J’ai eu la liste par la famille d’accueil. J’ai demandé d’avoir une aide financière à l’éducatrice. Elle a fait un chèque à la famille d’accueil et elle m’a demandé d’acheter les fournitures scolaires. Sachant que je n’aurai plus l’ARS, j’avais mis de l’argent de côté. Mais j’ai pris sur mes ressources, l’AAH (allocation aux adultes handicapés). Je voulais faire sentir à mon fils que je payais des choses. Je n’aurais pas eu d’argent de côté, j’aurais fait comment ? Avant j’y arrivais financièrement, mais maintenant, je dois faire attention. Je le vis mal que ça arrête. Je sens une humiliation, je vois que mon rôle de mère est moins respecté. J’allais acheter avec lui les affaires. Il demandait de venir avec moi. Il était content que nous fassions les achats ensemble. Ça vient du fait que des parents gaspillaient l’ARS. Tout le monde trinque après. »

 

Madame B

« C’est frustrant, cette mesure. Quand je participe à la rentrée scolaire de mes enfants, c’est comme si je participais à leur vie scolaire. Je me rends utile, ça donne des choses positives en moi.
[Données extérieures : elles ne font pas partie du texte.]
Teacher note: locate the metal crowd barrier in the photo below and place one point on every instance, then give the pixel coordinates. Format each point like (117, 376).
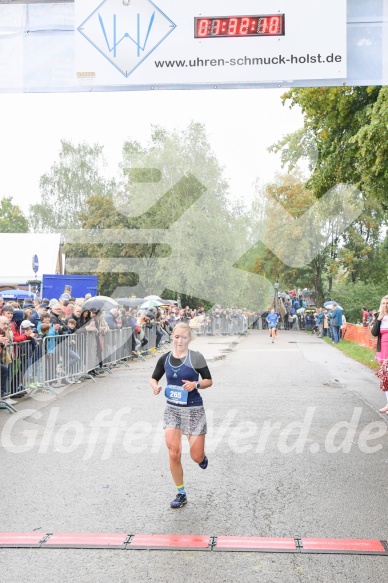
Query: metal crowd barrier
(219, 326)
(47, 363)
Comme on ne peut pas emmener nos enfants le jour de la rentrée. C’est une manière de participer. C’est pourquoi je tenais tant à payer. On avait un rôle et un droit qu’ils nous enlèvent, celui de faire quelque chose pour nos enfants. Avec l’ARS, je pouvais aussi remeubler la chambre de mon fils. Les parents ne peuvent plus prendre ce que les enfants aiment. En plus, on a maintenant la baisse de l’APL (l’aide personnalisée au logement) de 5 euros. »

 

Monsieur C

« L’an dernier, on n’était pas au courant de la mesure, elle a été mise en place pendant les vacances. La CAF (caisse d’allocations familiales) et les services sociaux n’étaient pas au courant non plus. Tu as des achats à faire, ça oblige à se serrer la ceinture un peu plus et de piocher dans le peu qu’on a. Le peu qu’on a aujourd’hui, on nous l’enlève. Une fois de plus, on arrive à retirer un lien entre les enfants et les parents, qui ne fait que fragiliser la position familiale. Je suis obligé de courir après des secours pour la nourriture, pour tout. Il faut accepter qu’on n’est rien, de devoir se plier, nous les parents comme les enfants. Ça ne m’a pas empêché d’acheter des bureaux pour mes deux enfants, parce que j’ai réussi à obtenir un secours de l’action sociale. Derrière, c’est l’action sociale qui paye l’ARS, les aides financières, les fournitures qu’achètent les familles d’accueil. Il y a eu une main levée de placement. Mais les allocations de 2016 et 2017 vont rester bloquées sur un compte jusqu’aux 18 ans de mes enfants. »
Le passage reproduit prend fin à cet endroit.